The main argument against this model is that it could handicap English clubs in the Champions League – another problem the NFL does not have to worry about. And certainly, if the new UEFA regulations are not applied properly or are not applicable, it will hurt the Premier League team’s performance in Europe. But even for clubs that qualify for Europe, revenues from UEFA competitions account for no more than 15-20% of the total. It is not as if English clubs would suddenly stagnate and disappear if they spent a smaller proportion of their revenues.

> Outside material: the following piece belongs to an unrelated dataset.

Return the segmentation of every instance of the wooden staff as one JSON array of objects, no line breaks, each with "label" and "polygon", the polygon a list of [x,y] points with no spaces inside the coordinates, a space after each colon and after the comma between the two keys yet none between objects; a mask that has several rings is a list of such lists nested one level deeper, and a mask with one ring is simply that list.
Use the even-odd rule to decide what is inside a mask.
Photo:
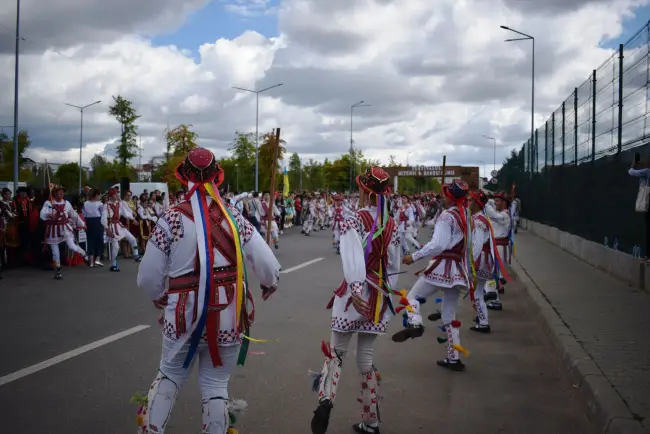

Don’t you think it will ever happen? Maybe you are right. When times are good, the money keeps flowing in and the club’s valuations keep rising, maybe all this isn’t needed. But it is worth noting that the Big Six of the English Premier League are all involved in the Premier League, and that Liverpool and Manchester United were behind The big picture project. Both projects were abandoned amid public protests and political pressure, but the willingness was there. And if they are willing to stand up and stand up to political pressure, all it takes is for 14 of the 20 Premier League clubs to rewrite the rules. No. Given the NFL’s success and profitability, it’s not just American owners who might look favorably on this.
Every owner, no matter where they come from, knows how things work across the pond and how successful the NFL and NBA are. Every owner has got there by knowing how to run a business. And not every owner is attached to the ancient pyramid model of the European game.